Опубликовано пт, 06/21/2013 - 19:58

Ambassador Vladimir Chizhov told New Europe about the results of the Russia-EU summit in Yekaterinburg, including visa negotiations, the Syria crisis, the Eurasian Economic Union, trade and human rights. The interview also focused extensively on Russia-EU energy relations, differences over the Energy Charter and the Third Energy package, the privatisation of Greece’s DEPA, Nabucco and South Stream, and the effect of the upcoming Lithuanian EU Presidency on energy ties.

- Following the EU-Russia summit in Yekaterinburg was there any progress in visa talks?

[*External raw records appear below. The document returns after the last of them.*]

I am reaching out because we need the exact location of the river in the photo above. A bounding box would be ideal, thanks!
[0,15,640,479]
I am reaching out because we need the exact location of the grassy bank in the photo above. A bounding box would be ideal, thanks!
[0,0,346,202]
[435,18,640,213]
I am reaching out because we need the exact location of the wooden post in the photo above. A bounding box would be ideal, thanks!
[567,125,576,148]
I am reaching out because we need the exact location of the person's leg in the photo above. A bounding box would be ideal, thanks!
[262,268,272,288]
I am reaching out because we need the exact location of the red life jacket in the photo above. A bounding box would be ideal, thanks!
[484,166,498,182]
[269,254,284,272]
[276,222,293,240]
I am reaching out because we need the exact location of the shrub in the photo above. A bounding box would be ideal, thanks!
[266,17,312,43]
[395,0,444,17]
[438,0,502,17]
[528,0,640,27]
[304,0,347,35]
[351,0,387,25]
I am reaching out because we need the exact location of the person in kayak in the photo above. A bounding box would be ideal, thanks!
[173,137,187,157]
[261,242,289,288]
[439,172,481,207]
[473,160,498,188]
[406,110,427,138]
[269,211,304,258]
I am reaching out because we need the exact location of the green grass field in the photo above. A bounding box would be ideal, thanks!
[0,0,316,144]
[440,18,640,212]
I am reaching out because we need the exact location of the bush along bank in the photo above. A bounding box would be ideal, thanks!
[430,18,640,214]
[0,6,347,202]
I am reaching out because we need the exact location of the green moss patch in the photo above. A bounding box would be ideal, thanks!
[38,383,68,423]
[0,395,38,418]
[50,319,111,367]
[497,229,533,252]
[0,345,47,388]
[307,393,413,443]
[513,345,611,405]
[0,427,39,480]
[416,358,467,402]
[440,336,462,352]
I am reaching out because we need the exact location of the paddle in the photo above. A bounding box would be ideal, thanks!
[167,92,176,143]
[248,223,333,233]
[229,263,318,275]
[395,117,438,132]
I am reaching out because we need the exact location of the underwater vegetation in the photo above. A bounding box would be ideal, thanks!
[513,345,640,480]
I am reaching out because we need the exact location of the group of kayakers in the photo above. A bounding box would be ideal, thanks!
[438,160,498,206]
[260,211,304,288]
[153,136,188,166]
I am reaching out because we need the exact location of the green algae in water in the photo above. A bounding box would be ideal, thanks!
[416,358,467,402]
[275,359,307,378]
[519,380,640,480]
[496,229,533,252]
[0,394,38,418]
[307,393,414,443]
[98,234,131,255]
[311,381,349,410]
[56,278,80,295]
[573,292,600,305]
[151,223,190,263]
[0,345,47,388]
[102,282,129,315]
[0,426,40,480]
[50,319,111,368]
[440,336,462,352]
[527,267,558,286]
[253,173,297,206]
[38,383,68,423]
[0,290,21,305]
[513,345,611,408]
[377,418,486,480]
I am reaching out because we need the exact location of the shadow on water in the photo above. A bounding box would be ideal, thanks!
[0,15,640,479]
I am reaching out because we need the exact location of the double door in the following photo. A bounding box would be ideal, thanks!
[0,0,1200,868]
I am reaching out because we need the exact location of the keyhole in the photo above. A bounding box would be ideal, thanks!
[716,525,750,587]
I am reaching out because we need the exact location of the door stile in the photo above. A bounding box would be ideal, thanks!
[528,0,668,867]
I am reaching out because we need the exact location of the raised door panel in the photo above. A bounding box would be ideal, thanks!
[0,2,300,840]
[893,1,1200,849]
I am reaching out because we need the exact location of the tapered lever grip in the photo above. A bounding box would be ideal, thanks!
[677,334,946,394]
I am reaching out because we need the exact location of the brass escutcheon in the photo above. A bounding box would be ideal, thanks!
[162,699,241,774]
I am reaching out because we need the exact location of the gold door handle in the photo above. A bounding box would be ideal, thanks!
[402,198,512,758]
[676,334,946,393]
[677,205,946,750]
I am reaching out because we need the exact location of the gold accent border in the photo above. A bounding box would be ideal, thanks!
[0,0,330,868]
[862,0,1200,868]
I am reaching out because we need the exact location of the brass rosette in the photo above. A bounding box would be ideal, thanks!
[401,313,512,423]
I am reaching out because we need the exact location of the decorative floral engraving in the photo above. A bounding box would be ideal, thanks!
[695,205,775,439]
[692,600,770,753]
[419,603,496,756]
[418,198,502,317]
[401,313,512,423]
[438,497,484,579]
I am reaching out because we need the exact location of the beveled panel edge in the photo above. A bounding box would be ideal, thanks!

- The summit itself recorded progress achieved so far on two tracks. One track is the implementation of the so-called “Common Steps” towards a visa-waiver agreement. We’re now at the stage when the two sides exchange expert missions on each of the four blocks of that document.

I believe we can finalise this work well before the end of the year and subsequently the EU will need to take a political decision to actually launch negotiations and provide the commission with a proper mandate. We hope that it takes place without delay opening the prospect of completing negotiations and signing the agreement next year.

There will be three benchmarks on the EU side which will require a show of political will. First, to take a decision to launch negotiations; second, to give the green light for signature of that document; and the ultimate one will be ratification. I’m pretty confident on the amount of political will on the Russian side, and I hope the EU will be able to reciprocate.

The second track is further visa facilitation. We have a good working agreement dating back to 2006. The idea is to make a further step, extending the scope of visa-free and visa-facilitated regimes for certain groups and categories of travels, and we are still working on it.

- A key issue in EU-Russia in Yekaterinburg negotiations was Syria, which is also discussed during the G8 summit today (17 June), and there are a lot of disagreements. In talks between British Prime Minister David Cameron and Russian President Vladimir Putin yesterday and it seemed there was no common ground...

- Well, I wouldn’t see it that way. I think there is a lot of common ground between Russia, EU countries and the United States. We all want to see a political solution; we all want to see Syria as a peaceful country and certainly remaining as a single country. That’s the strategic goal we all share. How to get there? There we have different views. The Russian-American initiative dating back to 7 May on convening a further international conference nicknamed “Geneva 2”. Things proved to be quite complicated. There is an ongoing effort to bring the necessary people to the table of that conference. One problem is who will represent the Syrian opposition. On the government side the situation is quite clear, they have accepted and nominated a delegation headed by the foreign minister. But on the opposition side, we are still trying to figure out who will be representative enough and able to deliver, and also how to prevent people directly linked to Al-Qaeda and other terrorist organisations from grasping a seat at this conference. The US diplomacy is continuing its effort with the opposition. On our side, we have already managed to secure a positive response from the government in Damascus. We also have contacts in the opposition, including internal opposition - we all know the opposition forces in Syria are a very mixed combination of various groupings, some from within Syria, others from nobody knows where. In any case, we are still hopeful that this conference will materialise.

The second aspect of the participation problem is to bring the neighbours of Syria – well, with the obvious exception of Israel, I believe. But those who are acting as important factors in the Syrian crisis, namely Iran and Saudi Arabia should also participate. This is a view that unfortunately is not shared by everyone.